BMC Cardiovascular Disorders 1/2014

Partial anomalous pulmonary venous connection to superior vena cava that overrides across the intact atrial septum and has bi-atrial connection in a 75-year-old female presenting with pulmonary hypertension

Zeitschrift:
BMC Cardiovascular Disorders > Ausgabe 1/2014
Autoren:
Hong Wang, Hanxiong Guan, Dao Wen Wang
Wichtige Hinweise

Electronic supplementary material

The online version of this article (doi:10.​1186/​1471-2261-14-149) contains supplementary material, which is available to authorized users.

Competing interests

The authors declare that they have no competing interests.

Authors’ contributions

DWW contributed to the conception of the report and revision of the report critically for important intellectual content. HW drafted the manuscript, was responsible for acquisition and interpretation of the data, searched the literature, and revised the figures. HXG performed the MCTA examination, reconstructed the images and drew the figures. All authors were involved in the patient’s treatment and made a substantial contribution to the manuscript preparation.
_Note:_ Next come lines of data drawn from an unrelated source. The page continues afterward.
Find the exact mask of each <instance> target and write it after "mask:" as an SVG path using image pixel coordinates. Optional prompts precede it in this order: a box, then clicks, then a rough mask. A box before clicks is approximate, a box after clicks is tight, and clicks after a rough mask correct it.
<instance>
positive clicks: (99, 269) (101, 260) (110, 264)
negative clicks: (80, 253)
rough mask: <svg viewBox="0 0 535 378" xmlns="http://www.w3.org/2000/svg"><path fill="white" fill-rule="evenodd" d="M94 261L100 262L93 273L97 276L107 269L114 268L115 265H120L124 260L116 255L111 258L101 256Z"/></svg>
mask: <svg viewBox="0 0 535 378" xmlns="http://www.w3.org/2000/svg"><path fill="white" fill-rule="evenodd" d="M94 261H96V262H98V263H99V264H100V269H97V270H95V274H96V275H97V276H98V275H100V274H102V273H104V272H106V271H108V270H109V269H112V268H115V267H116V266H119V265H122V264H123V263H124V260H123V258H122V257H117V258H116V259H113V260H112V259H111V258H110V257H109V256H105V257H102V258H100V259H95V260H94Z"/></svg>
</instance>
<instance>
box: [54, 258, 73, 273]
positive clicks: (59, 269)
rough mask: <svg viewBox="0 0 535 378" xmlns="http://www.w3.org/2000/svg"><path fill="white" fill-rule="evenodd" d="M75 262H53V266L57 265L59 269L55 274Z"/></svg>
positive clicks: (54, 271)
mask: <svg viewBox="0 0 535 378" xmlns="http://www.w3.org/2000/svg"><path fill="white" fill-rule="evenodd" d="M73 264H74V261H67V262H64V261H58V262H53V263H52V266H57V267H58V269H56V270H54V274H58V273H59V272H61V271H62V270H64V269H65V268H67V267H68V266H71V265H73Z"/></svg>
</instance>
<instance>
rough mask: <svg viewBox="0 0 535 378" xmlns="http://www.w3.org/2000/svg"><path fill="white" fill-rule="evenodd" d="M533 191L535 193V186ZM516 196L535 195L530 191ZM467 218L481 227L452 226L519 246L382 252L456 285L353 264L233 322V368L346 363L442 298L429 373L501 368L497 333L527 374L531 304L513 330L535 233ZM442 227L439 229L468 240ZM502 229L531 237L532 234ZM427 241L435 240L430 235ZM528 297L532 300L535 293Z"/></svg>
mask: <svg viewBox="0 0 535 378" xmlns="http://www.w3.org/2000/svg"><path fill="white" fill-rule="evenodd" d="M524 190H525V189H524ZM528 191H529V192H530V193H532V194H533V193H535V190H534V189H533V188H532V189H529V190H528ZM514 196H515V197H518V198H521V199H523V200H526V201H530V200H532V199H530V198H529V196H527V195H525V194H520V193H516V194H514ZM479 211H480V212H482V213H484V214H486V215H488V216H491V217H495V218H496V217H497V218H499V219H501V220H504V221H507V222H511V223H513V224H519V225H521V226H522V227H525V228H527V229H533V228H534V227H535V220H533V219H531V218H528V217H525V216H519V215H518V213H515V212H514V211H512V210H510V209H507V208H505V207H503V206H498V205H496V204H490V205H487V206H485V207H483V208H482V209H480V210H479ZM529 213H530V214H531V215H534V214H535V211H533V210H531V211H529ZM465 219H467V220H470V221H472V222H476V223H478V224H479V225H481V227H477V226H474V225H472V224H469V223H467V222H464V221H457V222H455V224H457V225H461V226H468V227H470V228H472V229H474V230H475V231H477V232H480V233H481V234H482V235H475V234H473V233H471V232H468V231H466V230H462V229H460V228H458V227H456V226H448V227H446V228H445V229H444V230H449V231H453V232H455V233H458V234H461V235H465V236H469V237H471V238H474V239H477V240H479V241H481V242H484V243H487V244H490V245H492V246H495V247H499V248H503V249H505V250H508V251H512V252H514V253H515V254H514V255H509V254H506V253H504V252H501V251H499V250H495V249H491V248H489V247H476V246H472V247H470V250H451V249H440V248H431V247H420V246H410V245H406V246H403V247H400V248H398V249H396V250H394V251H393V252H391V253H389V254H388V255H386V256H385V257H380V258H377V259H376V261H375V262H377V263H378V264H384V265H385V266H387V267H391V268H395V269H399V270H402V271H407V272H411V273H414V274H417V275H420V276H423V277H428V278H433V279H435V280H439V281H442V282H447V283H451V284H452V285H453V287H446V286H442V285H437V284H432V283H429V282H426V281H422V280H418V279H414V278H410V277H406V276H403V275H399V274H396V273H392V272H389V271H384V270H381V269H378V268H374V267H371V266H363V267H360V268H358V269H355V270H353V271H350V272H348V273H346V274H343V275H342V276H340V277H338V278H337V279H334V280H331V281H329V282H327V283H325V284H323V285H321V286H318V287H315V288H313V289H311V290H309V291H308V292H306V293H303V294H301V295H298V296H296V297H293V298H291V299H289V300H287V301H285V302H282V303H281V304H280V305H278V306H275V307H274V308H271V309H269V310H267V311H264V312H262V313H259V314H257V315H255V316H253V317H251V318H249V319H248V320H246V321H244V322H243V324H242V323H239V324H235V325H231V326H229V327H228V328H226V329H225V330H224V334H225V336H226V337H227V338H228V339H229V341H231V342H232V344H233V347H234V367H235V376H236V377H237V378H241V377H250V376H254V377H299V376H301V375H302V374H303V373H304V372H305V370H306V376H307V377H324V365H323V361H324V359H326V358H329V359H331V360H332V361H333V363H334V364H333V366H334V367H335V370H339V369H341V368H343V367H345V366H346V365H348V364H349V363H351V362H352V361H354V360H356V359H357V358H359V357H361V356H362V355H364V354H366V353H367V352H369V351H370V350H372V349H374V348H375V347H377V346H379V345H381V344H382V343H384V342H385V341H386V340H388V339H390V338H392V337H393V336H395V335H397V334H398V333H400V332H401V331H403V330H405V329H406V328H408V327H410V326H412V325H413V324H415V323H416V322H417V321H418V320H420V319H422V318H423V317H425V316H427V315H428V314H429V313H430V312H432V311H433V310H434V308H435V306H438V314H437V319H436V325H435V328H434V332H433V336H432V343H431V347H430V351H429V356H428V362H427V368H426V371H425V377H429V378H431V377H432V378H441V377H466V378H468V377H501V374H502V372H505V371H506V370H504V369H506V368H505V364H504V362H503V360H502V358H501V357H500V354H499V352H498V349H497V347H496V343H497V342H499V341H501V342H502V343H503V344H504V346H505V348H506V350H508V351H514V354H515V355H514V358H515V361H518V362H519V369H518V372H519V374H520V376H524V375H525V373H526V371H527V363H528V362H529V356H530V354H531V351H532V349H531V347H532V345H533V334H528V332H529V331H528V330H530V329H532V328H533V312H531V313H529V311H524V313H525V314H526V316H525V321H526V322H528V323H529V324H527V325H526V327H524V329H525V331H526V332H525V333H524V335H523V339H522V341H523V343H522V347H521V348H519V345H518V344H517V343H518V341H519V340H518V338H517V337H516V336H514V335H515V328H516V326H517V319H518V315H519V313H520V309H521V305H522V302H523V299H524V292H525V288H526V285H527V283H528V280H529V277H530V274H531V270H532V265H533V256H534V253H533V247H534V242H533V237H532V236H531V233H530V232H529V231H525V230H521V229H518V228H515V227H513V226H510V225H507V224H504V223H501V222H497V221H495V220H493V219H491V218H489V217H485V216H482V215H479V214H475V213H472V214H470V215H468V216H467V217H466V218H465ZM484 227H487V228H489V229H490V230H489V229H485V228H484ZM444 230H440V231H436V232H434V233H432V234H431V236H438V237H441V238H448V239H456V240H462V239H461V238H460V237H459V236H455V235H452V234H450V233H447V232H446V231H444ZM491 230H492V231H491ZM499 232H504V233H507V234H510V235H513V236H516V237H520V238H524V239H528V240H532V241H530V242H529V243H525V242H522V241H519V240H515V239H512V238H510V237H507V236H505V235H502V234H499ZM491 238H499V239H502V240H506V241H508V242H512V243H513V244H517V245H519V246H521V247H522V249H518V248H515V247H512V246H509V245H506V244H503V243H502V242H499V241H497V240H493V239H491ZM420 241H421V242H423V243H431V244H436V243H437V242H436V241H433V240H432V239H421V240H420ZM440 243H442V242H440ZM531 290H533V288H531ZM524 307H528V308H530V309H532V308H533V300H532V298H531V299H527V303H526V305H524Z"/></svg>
All authors read and approved the final manuscript.

Abstract

Background

Partial anomalous venous connection (PAPVC) is a rare congenital heart disease where the blood flow from one or more pulmonary veins (but not all) returns to the right atrium or systemic venous circulation and is often associated with a sinus venosus atrial defect (SVD). Transthoracic echocardiography (TTE) can provide limited information for this anomaly and the diagnosis of this congenital defect has been a clinical challenge.

Case presentation

We report here a case of a 75-year-old female with adult-onset pulmonary arterial hypertension (PAH), hypoxemia and right-sided chamber dilatation. The diagnosis of PAPVC was made incidentally by multidetector computed tomographic angiography (MCTA) that was performed to exclude pulmonary embolism. In this type of PAPVC, the atrial septum is intact, the right upper pulmonary vein (RUPV) connects to the superior vena cava (SVC), and the SVC overrides across the atrial septum and has bi-atrial connection, all of which are clearly manifested by MCTA.

Conclusions

This case indicates the need to exclude a PAPVC and SVD in unexplained pulmonary hypertension, and MCTA is a reliable non-invasive imaging technique with high resolution and wide anatomic coverage. The case also demonstrates that the coexisting SVD with PAPVC is an anomalous venous connection instead of atrial septal defect (ASD) and its key feature is the overriding of SVC or IVC across the intact atrial septum.